Der aber entgleitet ihnen – und das schon eine ganze Weile.
Kurz nach seinem 18. Geburtstag wurde mein Bruder für den Verkauf einer illegalen Substanz verhaftet. Er kam ohne Vorstrafe davon – ein Privileg, das nicht alle jungen Menschen in unserem Viertel genießen. Das hatte er natürlich auch meiner Mutter zu verdanken, die sich sehr gut mit dem System auskennt. Er musste ein paar Sozialstunden leisten, aber das war’s. Danach schien es, als würde er sich bessern. Er bekam einen Job, der ihm Spaß machte, und beteiligte sich am Familienleben und im Viertel.

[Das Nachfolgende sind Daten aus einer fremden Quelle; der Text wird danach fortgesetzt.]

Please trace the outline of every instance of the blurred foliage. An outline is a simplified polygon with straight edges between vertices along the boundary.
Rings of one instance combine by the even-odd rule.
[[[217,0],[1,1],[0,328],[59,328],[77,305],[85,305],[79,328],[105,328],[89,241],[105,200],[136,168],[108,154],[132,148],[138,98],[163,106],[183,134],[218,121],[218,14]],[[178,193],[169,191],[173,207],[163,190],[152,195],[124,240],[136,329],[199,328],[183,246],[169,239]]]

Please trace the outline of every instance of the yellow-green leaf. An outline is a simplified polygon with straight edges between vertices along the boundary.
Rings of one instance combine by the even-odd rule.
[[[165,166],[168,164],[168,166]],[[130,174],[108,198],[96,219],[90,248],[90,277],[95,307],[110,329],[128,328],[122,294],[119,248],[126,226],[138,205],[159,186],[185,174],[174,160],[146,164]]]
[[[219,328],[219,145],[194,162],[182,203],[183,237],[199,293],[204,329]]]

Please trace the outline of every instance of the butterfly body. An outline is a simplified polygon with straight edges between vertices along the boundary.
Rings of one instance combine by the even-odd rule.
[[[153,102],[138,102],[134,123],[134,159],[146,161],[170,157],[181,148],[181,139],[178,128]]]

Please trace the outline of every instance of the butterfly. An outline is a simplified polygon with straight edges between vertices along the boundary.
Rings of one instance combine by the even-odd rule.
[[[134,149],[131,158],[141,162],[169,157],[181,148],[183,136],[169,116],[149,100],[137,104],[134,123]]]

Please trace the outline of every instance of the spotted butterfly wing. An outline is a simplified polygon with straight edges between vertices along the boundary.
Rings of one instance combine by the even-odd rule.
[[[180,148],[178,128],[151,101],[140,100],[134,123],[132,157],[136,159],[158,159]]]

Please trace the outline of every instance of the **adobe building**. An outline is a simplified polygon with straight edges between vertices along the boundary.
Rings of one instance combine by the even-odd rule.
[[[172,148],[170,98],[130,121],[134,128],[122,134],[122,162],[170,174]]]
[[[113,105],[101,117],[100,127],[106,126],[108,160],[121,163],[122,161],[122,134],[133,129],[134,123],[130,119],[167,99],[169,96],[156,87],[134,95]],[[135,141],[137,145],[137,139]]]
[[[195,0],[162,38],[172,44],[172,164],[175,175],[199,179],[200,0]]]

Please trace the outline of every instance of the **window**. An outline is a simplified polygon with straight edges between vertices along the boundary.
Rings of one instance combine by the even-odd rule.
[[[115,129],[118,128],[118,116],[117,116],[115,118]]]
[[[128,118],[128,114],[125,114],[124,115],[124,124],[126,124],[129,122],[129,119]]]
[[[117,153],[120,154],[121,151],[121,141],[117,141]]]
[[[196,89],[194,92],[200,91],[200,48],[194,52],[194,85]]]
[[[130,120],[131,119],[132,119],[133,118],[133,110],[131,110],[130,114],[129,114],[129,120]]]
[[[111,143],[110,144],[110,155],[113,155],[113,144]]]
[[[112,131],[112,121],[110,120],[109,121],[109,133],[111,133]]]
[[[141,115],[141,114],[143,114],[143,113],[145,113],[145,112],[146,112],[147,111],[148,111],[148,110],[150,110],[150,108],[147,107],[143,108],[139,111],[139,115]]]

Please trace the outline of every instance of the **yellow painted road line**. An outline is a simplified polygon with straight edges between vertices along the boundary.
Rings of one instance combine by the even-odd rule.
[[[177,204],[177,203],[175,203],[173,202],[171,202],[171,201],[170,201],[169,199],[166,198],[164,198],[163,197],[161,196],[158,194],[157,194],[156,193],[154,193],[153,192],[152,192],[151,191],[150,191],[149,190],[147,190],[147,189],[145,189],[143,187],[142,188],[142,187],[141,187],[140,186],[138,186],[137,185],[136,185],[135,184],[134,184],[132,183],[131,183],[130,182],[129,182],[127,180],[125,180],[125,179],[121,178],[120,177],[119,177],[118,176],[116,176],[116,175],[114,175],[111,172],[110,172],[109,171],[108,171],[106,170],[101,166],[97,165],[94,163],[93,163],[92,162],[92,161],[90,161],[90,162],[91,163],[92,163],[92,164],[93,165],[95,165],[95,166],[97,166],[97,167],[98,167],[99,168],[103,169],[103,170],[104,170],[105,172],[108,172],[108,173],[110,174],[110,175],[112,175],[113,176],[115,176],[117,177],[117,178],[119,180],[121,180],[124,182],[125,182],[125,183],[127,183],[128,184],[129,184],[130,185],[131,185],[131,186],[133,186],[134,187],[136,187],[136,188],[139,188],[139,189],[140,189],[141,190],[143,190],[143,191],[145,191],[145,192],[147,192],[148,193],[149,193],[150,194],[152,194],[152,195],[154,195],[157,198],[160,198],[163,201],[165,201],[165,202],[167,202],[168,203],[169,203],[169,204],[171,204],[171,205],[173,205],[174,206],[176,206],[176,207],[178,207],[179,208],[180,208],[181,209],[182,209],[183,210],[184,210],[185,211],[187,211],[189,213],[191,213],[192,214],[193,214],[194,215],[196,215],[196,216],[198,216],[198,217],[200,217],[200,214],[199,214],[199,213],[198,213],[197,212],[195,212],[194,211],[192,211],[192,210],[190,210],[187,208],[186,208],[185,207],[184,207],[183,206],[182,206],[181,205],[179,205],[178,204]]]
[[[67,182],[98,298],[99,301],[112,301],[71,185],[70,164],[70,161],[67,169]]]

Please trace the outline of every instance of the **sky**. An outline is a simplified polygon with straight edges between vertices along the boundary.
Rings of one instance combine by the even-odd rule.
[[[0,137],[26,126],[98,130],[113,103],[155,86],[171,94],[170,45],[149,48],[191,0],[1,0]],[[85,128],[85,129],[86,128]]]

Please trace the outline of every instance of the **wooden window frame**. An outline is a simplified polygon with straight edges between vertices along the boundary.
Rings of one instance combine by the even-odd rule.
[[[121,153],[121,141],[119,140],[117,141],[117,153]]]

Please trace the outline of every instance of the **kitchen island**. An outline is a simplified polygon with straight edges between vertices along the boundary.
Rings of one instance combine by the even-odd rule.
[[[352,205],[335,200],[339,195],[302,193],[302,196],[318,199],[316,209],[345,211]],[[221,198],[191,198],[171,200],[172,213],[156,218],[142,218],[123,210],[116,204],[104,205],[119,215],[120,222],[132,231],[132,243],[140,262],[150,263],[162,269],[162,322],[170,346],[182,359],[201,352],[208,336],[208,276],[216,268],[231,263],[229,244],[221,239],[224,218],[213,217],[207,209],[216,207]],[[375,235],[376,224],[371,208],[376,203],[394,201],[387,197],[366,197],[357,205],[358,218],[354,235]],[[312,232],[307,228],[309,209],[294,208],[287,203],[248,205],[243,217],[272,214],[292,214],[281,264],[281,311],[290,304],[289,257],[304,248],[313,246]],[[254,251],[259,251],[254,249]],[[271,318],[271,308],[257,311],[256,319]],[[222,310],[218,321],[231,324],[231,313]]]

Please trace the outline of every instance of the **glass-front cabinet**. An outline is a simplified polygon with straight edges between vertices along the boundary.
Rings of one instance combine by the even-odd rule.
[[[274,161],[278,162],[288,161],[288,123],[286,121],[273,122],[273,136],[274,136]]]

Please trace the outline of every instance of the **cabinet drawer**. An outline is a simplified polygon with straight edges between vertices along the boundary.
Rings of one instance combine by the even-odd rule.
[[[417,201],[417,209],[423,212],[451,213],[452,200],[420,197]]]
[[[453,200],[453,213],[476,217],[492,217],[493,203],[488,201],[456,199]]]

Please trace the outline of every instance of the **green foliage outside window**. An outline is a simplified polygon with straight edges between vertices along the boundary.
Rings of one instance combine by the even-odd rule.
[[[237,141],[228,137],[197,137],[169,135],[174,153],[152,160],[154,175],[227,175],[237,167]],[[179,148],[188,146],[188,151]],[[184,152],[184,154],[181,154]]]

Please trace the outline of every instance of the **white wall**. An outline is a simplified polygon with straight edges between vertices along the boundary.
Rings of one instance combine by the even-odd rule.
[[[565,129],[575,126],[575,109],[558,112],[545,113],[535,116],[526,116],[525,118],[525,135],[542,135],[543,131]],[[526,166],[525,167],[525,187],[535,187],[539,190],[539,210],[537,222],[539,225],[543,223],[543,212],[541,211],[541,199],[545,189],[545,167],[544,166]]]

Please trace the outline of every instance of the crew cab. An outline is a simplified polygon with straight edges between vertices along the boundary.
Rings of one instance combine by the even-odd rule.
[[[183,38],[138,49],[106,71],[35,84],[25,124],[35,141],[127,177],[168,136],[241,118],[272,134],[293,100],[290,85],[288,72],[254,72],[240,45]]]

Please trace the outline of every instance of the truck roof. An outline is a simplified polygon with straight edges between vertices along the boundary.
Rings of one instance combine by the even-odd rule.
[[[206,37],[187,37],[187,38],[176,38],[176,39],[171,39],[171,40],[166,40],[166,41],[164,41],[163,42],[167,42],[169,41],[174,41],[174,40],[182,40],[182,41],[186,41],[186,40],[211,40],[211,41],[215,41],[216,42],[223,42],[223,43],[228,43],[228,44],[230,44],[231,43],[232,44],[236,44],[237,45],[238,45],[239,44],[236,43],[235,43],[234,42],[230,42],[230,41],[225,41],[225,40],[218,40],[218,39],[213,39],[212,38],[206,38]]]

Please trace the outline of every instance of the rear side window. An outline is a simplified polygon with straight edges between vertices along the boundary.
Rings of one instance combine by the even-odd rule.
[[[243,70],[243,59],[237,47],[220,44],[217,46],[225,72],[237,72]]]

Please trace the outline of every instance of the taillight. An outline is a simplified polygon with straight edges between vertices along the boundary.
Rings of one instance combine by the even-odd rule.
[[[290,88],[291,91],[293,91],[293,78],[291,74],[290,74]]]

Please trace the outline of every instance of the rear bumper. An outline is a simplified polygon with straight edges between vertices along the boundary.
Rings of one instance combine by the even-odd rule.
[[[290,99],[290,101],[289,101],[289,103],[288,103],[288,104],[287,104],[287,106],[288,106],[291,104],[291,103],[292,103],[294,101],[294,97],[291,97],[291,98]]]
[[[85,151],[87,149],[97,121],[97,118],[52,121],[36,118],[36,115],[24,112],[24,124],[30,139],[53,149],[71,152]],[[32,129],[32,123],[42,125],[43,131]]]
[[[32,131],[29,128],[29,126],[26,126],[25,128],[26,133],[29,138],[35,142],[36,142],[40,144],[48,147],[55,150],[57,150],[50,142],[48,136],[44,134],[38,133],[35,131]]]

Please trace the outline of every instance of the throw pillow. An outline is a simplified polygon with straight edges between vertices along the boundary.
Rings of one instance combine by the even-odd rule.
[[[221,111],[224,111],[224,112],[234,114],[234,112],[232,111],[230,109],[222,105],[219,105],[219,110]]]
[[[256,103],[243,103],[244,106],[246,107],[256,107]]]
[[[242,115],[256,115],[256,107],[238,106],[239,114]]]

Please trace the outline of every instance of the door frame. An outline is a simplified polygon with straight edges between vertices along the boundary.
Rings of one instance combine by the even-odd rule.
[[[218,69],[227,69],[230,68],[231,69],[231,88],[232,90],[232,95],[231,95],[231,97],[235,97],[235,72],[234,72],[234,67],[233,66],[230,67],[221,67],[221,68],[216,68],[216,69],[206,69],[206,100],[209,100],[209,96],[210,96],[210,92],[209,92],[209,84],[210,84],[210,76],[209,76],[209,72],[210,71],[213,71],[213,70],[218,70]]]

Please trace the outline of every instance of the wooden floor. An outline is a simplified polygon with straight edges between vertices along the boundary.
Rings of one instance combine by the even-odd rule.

Irgendwann langweilte ihn das anscheinend und er suchte sich etwas anderes.
Er war immer sehr impulsiv und hat sich exzessiv in Sachen gestürzt, nur um sie wenig später an den Nagel zu hängen. Aber Crystal funktioniert anders als Malerei, Kampfsport, ein Instrument zu lernen oder jede andere seiner früheren Leidenschaften. Und noch viel mehr trifft das zu, wenn du Crystal so regelmäßig nimmst, dass du eine Abhängigkeit entwickelst. Irgendwann macht sich diese Abhängigkeit bemerkbar. Du nimmst ab, wirst paranoid, vergesslich und aggressiv.
In unseren grundverschiedenen Persönlichkeiten ergänzten wir uns als Kinder perfekt. Nach dem ersten Schock, nicht mehr alleinigen Anspruch auf die ungeteilte Aufmerksamkeit meiner Eltern zu haben, kam die schöne Erkenntnis, dass mir die Rolle der großen Schwester super lag. Ich hatte gerne jemanden, auf den ich aufpassen und dem ich die Welt zeigen konnte. Genauso wohl fühlte er sich in der Rolle des kleinen Bruders. Die ersten gemeinsamen Jahre unseres Lebens waren wir ein vorlautes und vor allem unzertrennliches Duo. Außer uns selbst brauchten wir nicht viel. Unsere Eltern waren nicht wohlhabend, aber es fehlte uns an nichts. An ihrem Arbeitsplatz hat meine Mutter ein Foto von uns. Es ist vom Tag meiner Einschulung. Mein Bruder war in meinen Ranzen geklettert und hatte eisern darauf bestanden, mitzukommen.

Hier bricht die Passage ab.